Situated between Land Artendurance-based performance, and conceptualism, Ukeles’s work provides a challenge to exhibition-making, especially when confined to a singular space. To represent Touch Sanitation, for example, the Queens Museum has added lighted paths to the museum’s signature, permanent installation, a vast three-dimensional diorama of New York commissioned by Robert Moses.

In the central gallery, her Ceremonial Arch Honoring Service Workers in the New Service Economy (1989–2016) serves as a first glimpse into Ukeles’s holistic vision. In its third iteration, the arch is composed of common materials from 10 different service and infrastructure agencies, including the Post Office and Park Services. The columns are composed of what Ukeles describes as “emblematic materials,” a phrase she borrowed from a fire department captain. “If you want to talk fire,” she says, “look at its hoses and pick-axes,” pointing to a box of the sharp-headed tools. Used work gloves thatch the roof. Each bear a tag from the department they represent, and some of them are signed. Ukeles’s practice demands this kind of inclusion and collaboration. Every person working on her Queens Museum show is cc’d into every email. She fully embraces the bureaucratic systems in which she surrounds herself.

In many ways, Ukeles’s oeuvre feels in line with Franco “Bifo” Berardi’s short, heady essay, “Ironic Ethics,” in which the Italian Marxist theorist expresses his belief in art as offering commentary on the state of the world, as well as a solution. “When the attunement of organism and environment is disturbed by the acceleration of the Infosphere,” he writes, “art registers and signals this dissonance, but at the same time it sets conditions for the creation of new modalities of becoming. In its relationship with schizotherapy, art acts in two different ways: a diagnostics of the pollution of the Psychosphere and as a therapy of the relationship between the organism and the world, particularly the relationship between bodies in the social space.”
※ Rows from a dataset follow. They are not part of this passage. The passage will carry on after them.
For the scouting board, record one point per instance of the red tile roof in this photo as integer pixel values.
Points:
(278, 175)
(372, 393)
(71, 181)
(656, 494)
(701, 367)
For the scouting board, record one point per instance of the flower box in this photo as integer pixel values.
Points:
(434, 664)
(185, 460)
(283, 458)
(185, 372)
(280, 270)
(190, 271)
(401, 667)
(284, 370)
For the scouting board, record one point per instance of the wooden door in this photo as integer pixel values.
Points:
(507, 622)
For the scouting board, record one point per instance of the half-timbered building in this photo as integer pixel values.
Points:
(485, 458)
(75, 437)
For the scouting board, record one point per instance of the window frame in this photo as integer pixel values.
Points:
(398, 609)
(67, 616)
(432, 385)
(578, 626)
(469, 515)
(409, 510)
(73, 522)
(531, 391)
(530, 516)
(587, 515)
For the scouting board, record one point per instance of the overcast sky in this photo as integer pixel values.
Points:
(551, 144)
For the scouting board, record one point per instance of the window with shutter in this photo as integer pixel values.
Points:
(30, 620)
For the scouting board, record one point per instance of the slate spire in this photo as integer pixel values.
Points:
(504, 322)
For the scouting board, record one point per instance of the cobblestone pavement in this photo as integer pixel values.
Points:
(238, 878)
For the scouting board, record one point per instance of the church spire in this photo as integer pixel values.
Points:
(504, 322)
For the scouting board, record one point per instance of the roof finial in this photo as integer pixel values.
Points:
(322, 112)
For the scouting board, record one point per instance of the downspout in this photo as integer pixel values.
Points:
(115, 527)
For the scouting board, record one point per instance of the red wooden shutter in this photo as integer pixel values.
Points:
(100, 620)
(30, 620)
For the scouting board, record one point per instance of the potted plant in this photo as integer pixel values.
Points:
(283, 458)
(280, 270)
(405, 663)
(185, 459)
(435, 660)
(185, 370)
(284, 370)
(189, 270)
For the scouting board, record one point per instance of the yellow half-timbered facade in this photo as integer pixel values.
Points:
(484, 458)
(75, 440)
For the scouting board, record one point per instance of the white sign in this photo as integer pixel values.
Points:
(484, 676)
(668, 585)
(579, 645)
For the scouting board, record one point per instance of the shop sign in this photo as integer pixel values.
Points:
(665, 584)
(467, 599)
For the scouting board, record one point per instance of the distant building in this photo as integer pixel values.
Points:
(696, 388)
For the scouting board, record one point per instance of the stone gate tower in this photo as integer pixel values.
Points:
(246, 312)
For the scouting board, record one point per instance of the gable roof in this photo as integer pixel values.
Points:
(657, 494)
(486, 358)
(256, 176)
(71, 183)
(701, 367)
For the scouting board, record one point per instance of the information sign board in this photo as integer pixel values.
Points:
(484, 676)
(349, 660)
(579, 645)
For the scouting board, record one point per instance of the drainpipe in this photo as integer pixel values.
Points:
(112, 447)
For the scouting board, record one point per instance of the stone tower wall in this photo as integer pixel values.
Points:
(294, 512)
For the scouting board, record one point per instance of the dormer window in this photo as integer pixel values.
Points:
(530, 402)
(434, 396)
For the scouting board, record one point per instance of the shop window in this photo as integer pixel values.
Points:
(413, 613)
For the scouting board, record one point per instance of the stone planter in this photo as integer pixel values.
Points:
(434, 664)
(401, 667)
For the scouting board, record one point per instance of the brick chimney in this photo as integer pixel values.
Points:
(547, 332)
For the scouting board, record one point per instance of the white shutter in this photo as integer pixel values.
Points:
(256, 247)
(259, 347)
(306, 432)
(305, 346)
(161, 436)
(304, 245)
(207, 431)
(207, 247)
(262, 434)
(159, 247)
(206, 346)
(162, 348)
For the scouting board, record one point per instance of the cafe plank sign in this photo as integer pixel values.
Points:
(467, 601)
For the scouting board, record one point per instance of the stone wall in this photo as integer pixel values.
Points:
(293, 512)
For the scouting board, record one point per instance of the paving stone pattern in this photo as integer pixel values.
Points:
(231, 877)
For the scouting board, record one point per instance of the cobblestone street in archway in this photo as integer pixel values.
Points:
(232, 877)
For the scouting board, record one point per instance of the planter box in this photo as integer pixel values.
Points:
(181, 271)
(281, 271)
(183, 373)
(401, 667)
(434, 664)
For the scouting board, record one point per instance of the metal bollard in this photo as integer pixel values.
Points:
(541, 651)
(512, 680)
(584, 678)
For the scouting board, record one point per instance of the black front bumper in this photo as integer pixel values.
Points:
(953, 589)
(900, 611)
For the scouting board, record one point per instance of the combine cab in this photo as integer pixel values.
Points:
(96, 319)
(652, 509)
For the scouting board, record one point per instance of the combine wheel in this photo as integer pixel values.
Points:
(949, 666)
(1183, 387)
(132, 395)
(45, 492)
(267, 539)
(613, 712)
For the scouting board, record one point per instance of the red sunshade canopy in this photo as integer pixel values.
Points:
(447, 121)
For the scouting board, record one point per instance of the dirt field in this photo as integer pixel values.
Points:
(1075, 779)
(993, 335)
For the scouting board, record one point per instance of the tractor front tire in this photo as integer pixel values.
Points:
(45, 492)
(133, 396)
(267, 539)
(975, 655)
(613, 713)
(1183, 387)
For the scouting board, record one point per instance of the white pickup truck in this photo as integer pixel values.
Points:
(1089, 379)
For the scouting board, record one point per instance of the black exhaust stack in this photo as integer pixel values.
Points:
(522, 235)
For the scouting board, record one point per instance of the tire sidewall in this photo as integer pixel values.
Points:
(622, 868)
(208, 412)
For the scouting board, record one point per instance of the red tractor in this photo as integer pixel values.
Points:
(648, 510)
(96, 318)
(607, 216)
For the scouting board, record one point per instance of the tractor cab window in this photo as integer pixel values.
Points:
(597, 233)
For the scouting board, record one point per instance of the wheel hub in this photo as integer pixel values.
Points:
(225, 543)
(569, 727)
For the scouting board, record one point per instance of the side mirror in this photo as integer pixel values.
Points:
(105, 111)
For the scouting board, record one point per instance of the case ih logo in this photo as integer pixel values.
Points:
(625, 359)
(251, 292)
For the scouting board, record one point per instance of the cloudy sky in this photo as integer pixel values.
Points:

Breaking down the barriers between people and the systems that contain them, Ukeles seems not only to have freed herself, but also to have created a method for others to do the same. A concrete example of her influence is the proliferation of artist-in-residence positions in New York service departments. “The fact that we are talking about Western culture’s inability to be holistic is a huge step,” she says. “Having a museum willing to risk it all on one artist is a huge step. I feel very grateful and humbled to see the things that I was thinking about so long ago finally coming to fruition.”